When Americans think about drones today, they tend to think of two things: state-sanctioned killing and police surveillance. Yet drones are capable of so much more.
Six hours into his epic filibuster last week, Sen. Rand Paul had to settle for Mike & Ike's from the Senate candy drawer to quell his hunger. But is there any question he would have much rather had some delicious carnitas delivered by quadrocopter?
TacoCopter is the very-early-stage start-up—or hoax, depending on how you look at things—that promises to deliver tacos via autonomous drones to the coordinates of customers who place orders using a smartphone app. It sounds crazy, but it is actually perfectly plausible. Small drones are made from many of the same components as smartphones, and the economies of scale of that industry have driven the cost of gyroscopes, accelerometers, GPS chips, and CPUs to the ground. As a result, the widespread use of drones in commerce is imminent—unless politicians overreact to the bad press.
While Paul's stand brought much needed attention to the government's use of drones in targeted killings, it also created the danger that the public will only see drones in this negative light. Unmanned aerial vehicles and other autonomous systems, however, are neutral technologies that can be put to good uses as well as bad ones. Yet panic about some particular applications, like assassination and surveillance, could hamper their adoption for wholly beneficial purposes.
Local delivery of goods is one obvious application for domestic commercial drones. For example, Matternet is a startup that aims to use flying robots to transport drugs and medical testing kits to remote regions of the world. Other commercial applications abound. Farmers today use drones not only to spray their crops, but also to monitor soil patterns, reducing the amount of chemicals and water they use. Photographers and filmmakers can now easily get aerial shots that previously required expensive manned helicopters or airplanes. And heavy industry uses drones to inspect pipelines or otherwise take a peek wherever else it's too dangerous to send a human.
Scientists use drones to study wildlife without disturbing it, and journalists are looking to use them in reporting. In 2011, Occupy Wall Street activists launched drones over Zuccotti Park to keep an eye out for police brutality. Some even envision a day when flying robots will construct buildings.
This is why the Federal Aviation Administration (FAA) estimates that the commercial drone industry could grow to $90 billion over then next 10 years. It just has to be legalized first.
Today, the for-profit use of drones is illegal. That's why there are no TacoCopter deliveries to be had. On the other hand, non-commercial uses of small drones are in something of a legal gray area, viewed as similar to hobbyist model planes. That's how farmers get away with using them; essentially the FAA looks the other way.
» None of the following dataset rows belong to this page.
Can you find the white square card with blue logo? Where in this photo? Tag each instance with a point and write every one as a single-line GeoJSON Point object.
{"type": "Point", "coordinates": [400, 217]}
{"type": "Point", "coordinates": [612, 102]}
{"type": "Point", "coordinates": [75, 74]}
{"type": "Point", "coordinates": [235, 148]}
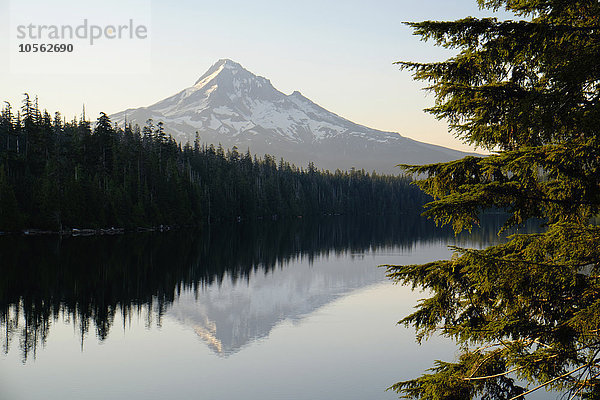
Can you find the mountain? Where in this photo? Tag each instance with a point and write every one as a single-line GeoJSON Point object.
{"type": "Point", "coordinates": [234, 107]}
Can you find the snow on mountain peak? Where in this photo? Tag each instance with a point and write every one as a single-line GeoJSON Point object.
{"type": "Point", "coordinates": [232, 106]}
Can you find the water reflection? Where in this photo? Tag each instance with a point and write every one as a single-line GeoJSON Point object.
{"type": "Point", "coordinates": [230, 284]}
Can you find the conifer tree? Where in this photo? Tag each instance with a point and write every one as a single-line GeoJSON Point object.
{"type": "Point", "coordinates": [525, 313]}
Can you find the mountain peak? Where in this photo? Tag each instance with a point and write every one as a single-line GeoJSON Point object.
{"type": "Point", "coordinates": [218, 67]}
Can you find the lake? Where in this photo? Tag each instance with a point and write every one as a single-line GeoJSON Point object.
{"type": "Point", "coordinates": [268, 310]}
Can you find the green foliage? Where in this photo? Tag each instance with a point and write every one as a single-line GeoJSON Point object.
{"type": "Point", "coordinates": [58, 175]}
{"type": "Point", "coordinates": [526, 311]}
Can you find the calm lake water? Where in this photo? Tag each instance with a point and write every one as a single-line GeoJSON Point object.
{"type": "Point", "coordinates": [271, 310]}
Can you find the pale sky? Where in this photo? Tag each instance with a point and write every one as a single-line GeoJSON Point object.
{"type": "Point", "coordinates": [338, 54]}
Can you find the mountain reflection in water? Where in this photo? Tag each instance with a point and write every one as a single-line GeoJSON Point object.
{"type": "Point", "coordinates": [231, 284]}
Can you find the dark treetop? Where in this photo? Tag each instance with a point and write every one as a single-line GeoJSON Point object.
{"type": "Point", "coordinates": [527, 311]}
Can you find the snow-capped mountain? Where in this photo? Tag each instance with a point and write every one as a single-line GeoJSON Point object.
{"type": "Point", "coordinates": [234, 107]}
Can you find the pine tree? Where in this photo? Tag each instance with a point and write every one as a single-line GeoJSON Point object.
{"type": "Point", "coordinates": [525, 311]}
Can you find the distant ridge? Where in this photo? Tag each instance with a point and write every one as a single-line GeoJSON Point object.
{"type": "Point", "coordinates": [232, 106]}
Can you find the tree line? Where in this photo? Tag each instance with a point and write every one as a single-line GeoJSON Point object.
{"type": "Point", "coordinates": [57, 174]}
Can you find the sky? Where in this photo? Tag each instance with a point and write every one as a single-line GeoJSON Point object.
{"type": "Point", "coordinates": [339, 54]}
But this is all about to change.
Last year, Congress passed legislation requiring the FAA to issue regulations integrating drones into the national airspace by September 2015. The agency has begun its work gingerly, starting the testing process that will lead to commercial use, and issuing experimental licenses to law enforcement agencies.
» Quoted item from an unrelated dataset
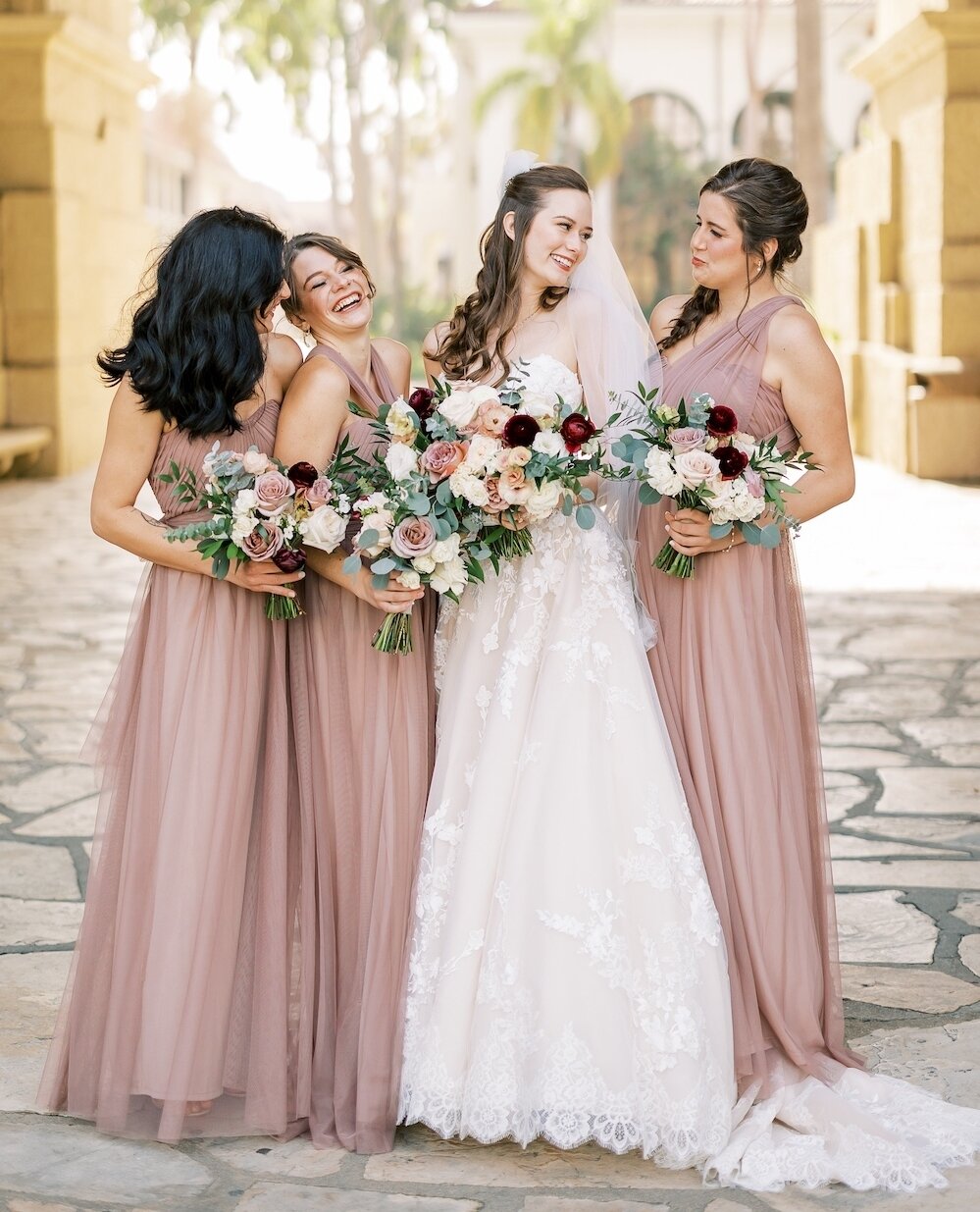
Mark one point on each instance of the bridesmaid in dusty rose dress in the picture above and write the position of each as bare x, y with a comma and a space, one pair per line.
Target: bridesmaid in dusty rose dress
364, 722
179, 1017
733, 673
That last bit is what has many worried about the coming proliferation of domestic drones. While there are plenty of good public safety uses for drones—like emergency response in hazardous situations—there are also some to be feared, in particular the prospect of cheap and routine warrantless surveillance by the police. More ominously, the ACLU has noted: "Drone manufacturers are also considering offering police the option of arming these remote-controlled aircraft with (nonlethal for now) weapons like rubber bullets, Tasers, and tear gas."
The reaction from the public and politicians has been fast and furious. Legislatures in at least 30 states are considering laws that restrict drone use by law enforcement. In Seattle last month, public outcry forced the mayor to order the police chief to return two new drones to their manufacturer.
So far, so good. Requiring that police get a warrant before engaging in surveillance is a no-brainer. But there is a danger that fear of governmental abuse of drones might result in the public demanding—or at least politicians hearing them ask for—precautionary restrictions on personal and commercial uses as well. For example, a bill being considered in New Hampshire would make all aerial photography illegal. And a bill recently introduced in the U.S. House of Representatives would make it a crime to use a private drone to photograph someone "in a manner that is highly offensive to a reasonable person … engaging in a personal or familial activity under circumstances in which the individual had a reasonable expectation of privacy"—a somewhat convoluted standard.
Restrictions on private drones may indeed be necessary some day, as the impending explosion of drone activity will no doubt disrupt our current social patterns. But before deciding on these restrictions, shouldn't legislators and regulators wait until we have flying around more than a tiny fraction of the thousands of domestic drones the FAA estimates will be active this decade?
If officials don't wait, they are bound to set the wrong rules since they will have no real data and only their imaginations to go on. It's quite possible that existing privacy and liability laws will adequately handle most future conflicts. It's also likely social norms will evolve and adapt to a world replete with robots.
By legislating hastily out of fear we would be forgoing the learning that comes from trial and error, trading progress for illusory security. And there is no clearer sign of human progress than tacos from the sky.